Aryal and other experts spoke at a September 2018 workshop in Yangon that UN Women and United Nations Refugee Agency (UNHCR) convened to strengthen joint action on nationality rights. Participants included women’s activists from across Myanmar, representing diverse states, ethnicities and religions. There were transgender persons, sex workers, women living with HIV, women with disabilities, philanthropists, faith-based leaders and celebrities.

The workshop presented findings from “A Gender Analysis on the Right to a Nationality in Myanmar”, which was done by UNHCR and UN Women. The study highlighted the gender–based barriers women face, in particular in acquiring citizenship documents and conferring citizenship on their children, such as when a child is born a refugee, or the father is unknown or is not a citizen, or the marriage is interfaith or otherwise unauthorized.

Members of the UN Women Myanmar team with women's rights activist Ketu Mala (centre, right) and singer-songwriter Ah Moon (third from right). Photo: UNHCR
The UN Women team at the workshop with women's rights activist Ketu Mala (centre, right) and singer-songwriter Ah Moon (third from right). Photo: UNHCR

Myanmar has one of the world’s largest populations of stateless people, many of whom cannot access basic services and protection because they lack official identity documents. According to census data, almost a third of Myanmar’s population does not have an identity document. More than half of those without documents are women; the reasons for this include gender discrimination and a lack of legal and policy frameworks that fully comply with human rights standards.
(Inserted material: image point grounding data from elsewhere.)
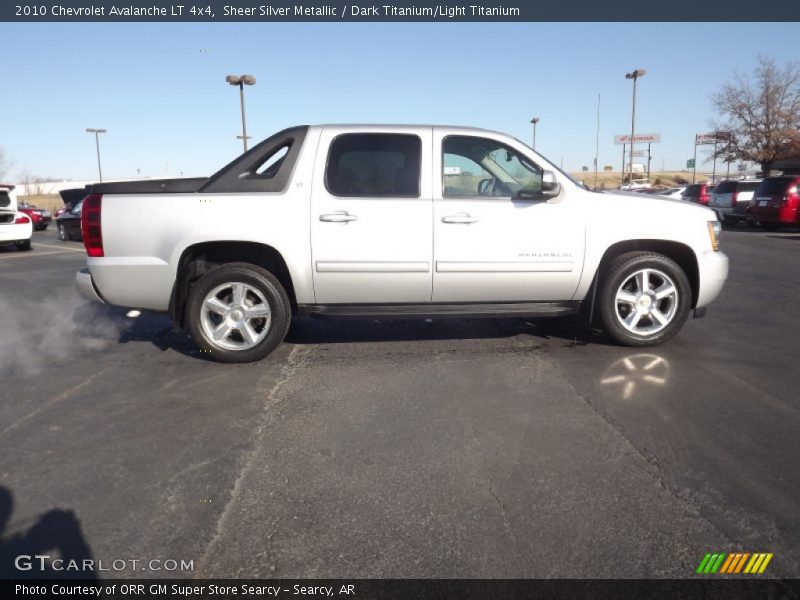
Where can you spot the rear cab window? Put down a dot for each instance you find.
(482, 167)
(774, 186)
(374, 165)
(692, 190)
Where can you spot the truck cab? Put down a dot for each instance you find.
(15, 226)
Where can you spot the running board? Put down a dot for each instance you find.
(417, 311)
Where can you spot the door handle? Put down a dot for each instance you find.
(464, 218)
(340, 216)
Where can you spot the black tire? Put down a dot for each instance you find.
(619, 272)
(255, 277)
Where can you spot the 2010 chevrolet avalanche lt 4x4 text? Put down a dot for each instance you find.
(391, 221)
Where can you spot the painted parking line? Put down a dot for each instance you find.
(64, 248)
(30, 254)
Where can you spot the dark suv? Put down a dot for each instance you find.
(776, 202)
(699, 193)
(731, 199)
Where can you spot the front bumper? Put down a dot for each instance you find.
(713, 270)
(15, 232)
(86, 287)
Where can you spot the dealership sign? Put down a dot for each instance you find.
(711, 138)
(639, 138)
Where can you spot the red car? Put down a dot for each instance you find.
(39, 217)
(776, 202)
(698, 192)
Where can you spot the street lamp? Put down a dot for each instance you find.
(534, 120)
(97, 133)
(634, 75)
(241, 81)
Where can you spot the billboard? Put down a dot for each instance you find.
(639, 138)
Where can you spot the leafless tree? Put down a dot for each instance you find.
(762, 113)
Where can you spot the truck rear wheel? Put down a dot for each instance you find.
(238, 312)
(645, 299)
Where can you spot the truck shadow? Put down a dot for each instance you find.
(116, 324)
(324, 331)
(28, 553)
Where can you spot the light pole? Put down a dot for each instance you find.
(534, 120)
(241, 81)
(633, 75)
(97, 133)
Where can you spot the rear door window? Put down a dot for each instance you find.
(748, 186)
(374, 165)
(774, 186)
(692, 191)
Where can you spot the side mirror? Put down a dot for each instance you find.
(550, 189)
(550, 186)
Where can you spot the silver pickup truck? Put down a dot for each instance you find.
(394, 221)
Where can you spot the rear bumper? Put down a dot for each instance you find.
(774, 214)
(713, 268)
(86, 287)
(15, 232)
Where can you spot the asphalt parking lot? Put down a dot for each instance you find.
(486, 448)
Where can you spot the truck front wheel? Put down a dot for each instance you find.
(238, 312)
(645, 299)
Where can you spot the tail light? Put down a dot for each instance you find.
(792, 198)
(91, 225)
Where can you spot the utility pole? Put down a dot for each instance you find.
(97, 133)
(597, 142)
(241, 81)
(534, 120)
(635, 76)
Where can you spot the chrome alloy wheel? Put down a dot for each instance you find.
(235, 316)
(646, 302)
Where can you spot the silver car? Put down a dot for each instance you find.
(731, 199)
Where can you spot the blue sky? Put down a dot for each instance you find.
(159, 89)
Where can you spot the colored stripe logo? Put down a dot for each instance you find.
(734, 563)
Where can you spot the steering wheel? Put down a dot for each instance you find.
(486, 187)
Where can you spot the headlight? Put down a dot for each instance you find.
(714, 231)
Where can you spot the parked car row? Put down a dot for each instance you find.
(15, 226)
(39, 217)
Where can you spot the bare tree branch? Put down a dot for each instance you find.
(762, 112)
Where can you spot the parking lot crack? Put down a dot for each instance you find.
(683, 496)
(270, 388)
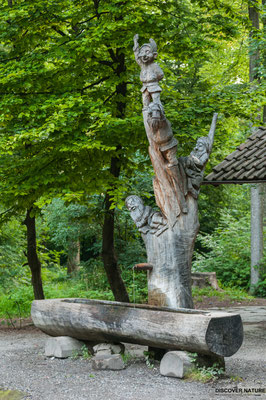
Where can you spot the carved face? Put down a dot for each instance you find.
(136, 207)
(200, 148)
(146, 54)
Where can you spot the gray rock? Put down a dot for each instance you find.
(62, 347)
(175, 364)
(108, 349)
(111, 362)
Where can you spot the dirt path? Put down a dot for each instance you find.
(24, 367)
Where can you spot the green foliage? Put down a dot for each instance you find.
(12, 257)
(205, 374)
(260, 288)
(229, 251)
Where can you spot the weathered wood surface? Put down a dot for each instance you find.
(94, 320)
(170, 234)
(203, 279)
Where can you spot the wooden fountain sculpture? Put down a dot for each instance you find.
(169, 234)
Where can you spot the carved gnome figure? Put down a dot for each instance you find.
(150, 73)
(162, 133)
(145, 218)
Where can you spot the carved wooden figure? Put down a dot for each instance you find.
(169, 235)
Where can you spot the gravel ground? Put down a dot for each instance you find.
(24, 367)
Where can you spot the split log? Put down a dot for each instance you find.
(99, 321)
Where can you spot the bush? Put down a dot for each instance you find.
(229, 253)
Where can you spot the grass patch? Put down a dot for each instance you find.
(204, 374)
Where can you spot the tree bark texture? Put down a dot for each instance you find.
(73, 259)
(170, 234)
(108, 249)
(257, 197)
(94, 320)
(32, 257)
(256, 190)
(169, 282)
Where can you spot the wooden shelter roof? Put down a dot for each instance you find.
(247, 164)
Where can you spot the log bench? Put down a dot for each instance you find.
(197, 331)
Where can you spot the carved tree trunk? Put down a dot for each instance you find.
(170, 234)
(169, 282)
(32, 256)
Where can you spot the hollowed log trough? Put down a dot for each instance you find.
(198, 331)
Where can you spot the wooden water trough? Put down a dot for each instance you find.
(198, 331)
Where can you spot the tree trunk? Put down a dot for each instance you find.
(108, 250)
(254, 55)
(32, 256)
(257, 194)
(170, 236)
(73, 259)
(256, 190)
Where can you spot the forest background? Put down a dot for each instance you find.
(73, 145)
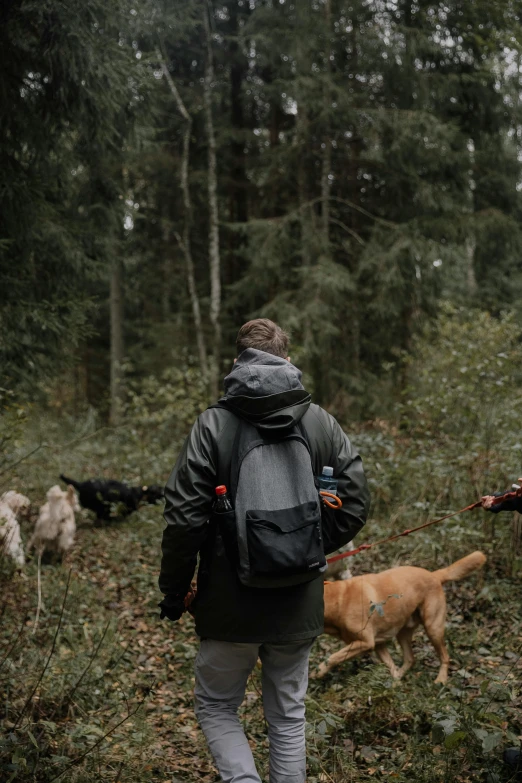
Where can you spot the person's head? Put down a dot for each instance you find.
(265, 335)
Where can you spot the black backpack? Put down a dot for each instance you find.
(273, 534)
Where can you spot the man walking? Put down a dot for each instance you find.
(236, 621)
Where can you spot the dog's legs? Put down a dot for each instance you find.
(350, 651)
(384, 654)
(433, 614)
(404, 638)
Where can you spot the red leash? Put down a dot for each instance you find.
(363, 547)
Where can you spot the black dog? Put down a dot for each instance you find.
(105, 496)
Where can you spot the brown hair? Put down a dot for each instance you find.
(264, 335)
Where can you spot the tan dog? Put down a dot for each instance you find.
(367, 611)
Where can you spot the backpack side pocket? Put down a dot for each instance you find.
(225, 524)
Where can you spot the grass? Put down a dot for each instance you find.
(103, 690)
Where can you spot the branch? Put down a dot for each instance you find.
(26, 456)
(78, 759)
(92, 658)
(29, 700)
(172, 85)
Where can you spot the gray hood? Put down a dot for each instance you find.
(266, 390)
(258, 374)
The women’s groups at the September 2018 workshop agreed, as priority tasks, to:

  • Do advocacy and awareness-raising campaigns targeting the government and authorities as well as women and others in the communities.
  • Provide legal protection and services to women, including by putting them in contact with other non-governmental service providers and immigration offices.
  • Provide targeted help to displaced women, ethnic minority women, transgender and lesbian women, female-headed households, widows, single women, older women, women with disabilities, female migrant workers, sex workers, survivors of human trafficking and of gender-based violence, women in interfaith marriages.

Aryal said that while all women in Myanmar are affected, some face additional barriers and discrimination in acquiring and transferring citizenship: the stateless and displaced, ethnic and religious minorities, female-headed households, rural women, sex workers, lesbian couples, and transgender people. Transgender individuals, for example, lack legal recognition, and are often forced to identify themselves by their biological sex and sometimes even asked to remove their clothing at immigration offices.

Myat Thiri Aung, the Information, Counselling and Legal Assistance Coordinator at the Norwegian Refugee Council, said that women displaced in conflict-affected areas often cannot access authorities because of security concerns, the high number of checkpoints, and harassment by their communities if they move about without a man accompanying them.

Daw Swe Swe Khaing, Head of the Women’s Department at the Confederation of Trade Unions of Myanmar. Photo: UNHCR
Daw Swe Swe Khaing, Head of the Women’s Department at the Confederation of Trade Unions of Myanmar, speaks at the workshop. Photo: UNHCR

Jelvas Musau, Senior Regional Statelessness Officer at UNHCR, urged Myanmar to learn from successes achieved in Indonesia and Malaysia in gender equality and citizenship rights by mobilizing the women’s movements to jointly press the government and parliament to reform the laws.

Pansy Tun Thein, a Technical Adviser for the Gender Equality Network, said that until the Yangon workshop, the protracted armed conflict between the government and ethnic-based rebels had made it difficult for women of different ethnic groups in Myanmar to gather and jointly advocate for citizenship rights.